The eyes. The Teacher is not referring to the globular organs seated in the middle of the face. He is referring to interpretation of what is seen. The Old Testament contains hundreds of passages that verify this concept. Let me site the earliest example:
"When the woman saw that the fruit of the tree was good for food and pleasing to the eye, and also desirable for gaining wisdom, she took some and ate it. She also gave some to her husband who was with her, and he ate it. Then the eyes of both of them were opened, and they realized they were naked." (Gen. 3:6,7) The first humans weren't like baby kittens, created with their physical eyes closed. Something changed when they rebelled against God and yielded to the tempting work of the Serpent - their perception changed. They suddenly interpreted the things they saw in a completely different manner. The world didn't change at that moment. Their bodies didn't change at that moment. What changed was their world view. God was no longer the center, man was. Sin entered in and corrupted man's vision. Their eyes were opened to a humanistic world view, and their souls became full of darkness. The death that God warned them about was plural; two deaths. The death of man's spirit was immediate, there was now a separation in the intimate relationship man had with God.
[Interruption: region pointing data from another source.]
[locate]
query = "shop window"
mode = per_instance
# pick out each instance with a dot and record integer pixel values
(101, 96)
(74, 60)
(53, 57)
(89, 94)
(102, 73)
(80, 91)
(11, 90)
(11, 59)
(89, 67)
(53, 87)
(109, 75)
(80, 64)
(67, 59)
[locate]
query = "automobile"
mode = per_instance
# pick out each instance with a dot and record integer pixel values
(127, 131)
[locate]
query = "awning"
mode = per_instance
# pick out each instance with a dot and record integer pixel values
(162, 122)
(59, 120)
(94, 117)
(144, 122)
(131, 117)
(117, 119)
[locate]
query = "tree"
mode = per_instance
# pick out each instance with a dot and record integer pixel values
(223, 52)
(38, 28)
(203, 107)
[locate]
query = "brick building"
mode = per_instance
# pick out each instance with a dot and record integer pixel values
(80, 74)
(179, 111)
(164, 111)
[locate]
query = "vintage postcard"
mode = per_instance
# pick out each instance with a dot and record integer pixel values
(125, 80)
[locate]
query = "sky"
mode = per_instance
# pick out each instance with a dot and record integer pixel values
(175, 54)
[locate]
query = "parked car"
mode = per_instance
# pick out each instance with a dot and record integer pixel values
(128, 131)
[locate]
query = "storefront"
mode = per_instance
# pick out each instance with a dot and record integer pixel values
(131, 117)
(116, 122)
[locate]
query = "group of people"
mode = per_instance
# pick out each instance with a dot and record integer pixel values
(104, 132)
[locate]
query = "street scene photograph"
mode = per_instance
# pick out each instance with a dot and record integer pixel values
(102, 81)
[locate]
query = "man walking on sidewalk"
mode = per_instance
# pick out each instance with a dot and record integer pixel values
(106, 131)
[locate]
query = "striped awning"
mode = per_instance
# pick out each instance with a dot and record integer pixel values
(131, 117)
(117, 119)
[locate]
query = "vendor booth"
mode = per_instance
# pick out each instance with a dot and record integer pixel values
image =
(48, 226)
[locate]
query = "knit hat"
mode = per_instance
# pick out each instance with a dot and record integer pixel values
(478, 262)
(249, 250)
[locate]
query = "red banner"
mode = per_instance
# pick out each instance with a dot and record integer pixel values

Man would now also experience physical death, when his soul would eventually be separated from his corrupted body of flesh.
Jesus teaches about the world view in His Sermon on the Mount in Matthew 6:22, 23:
"The eye is the lamp of your body. If your eyes are good, your whole body will be full of light. But if your eyes are bad, your whole body will be full of darkness. If then the light within you is darkness, how great is that darkness!" The Renaissance is often referred to as an age of enlightenment. It was the humanistic revival parallel to the Reformation of the church in Europe that took place in the 14th through 16th centuries. Both revivals lay claim to enlightenment. One was true light, the other was darkness that was embraced as light. Those who rejected 'religion' all together threw the baby out with the bath-water. They traded what little light was left in the Roman Catholic Church for the 'enlightenment' of the glory of man. The fathers of the Reformation traded the 'enlightenment' of the religious traditions of man for the true light of God's Word. Through them God restored the eyes of the Church. Once again the body of Christ was pretty much walking in the light.
Philosophy and religion continue to vie for the right to be the eyes of believers today. They only corrupt the eye and let in darkness claiming to be light. Leaders on any and every level ("When a king sits on his throne. . .") who must make leadership decisions (". . . to judge"), that are just and that honor God ("winnows out all evil. . ."), he or she must use a Biblical world view (". . . with his eyes"). Wisdom is not to lean on our own understanding of matters, but to view life as God meant it to be. He has revealed His purposes for us, He has given us a clear moral code, He has given us basic instruction of procedure, He has written and preserved it in His Word, and He has given us His Holy Spirit to guide us into all truth. The world is ignorant. They have an excuse for walking in darkness. The Church has no excuse.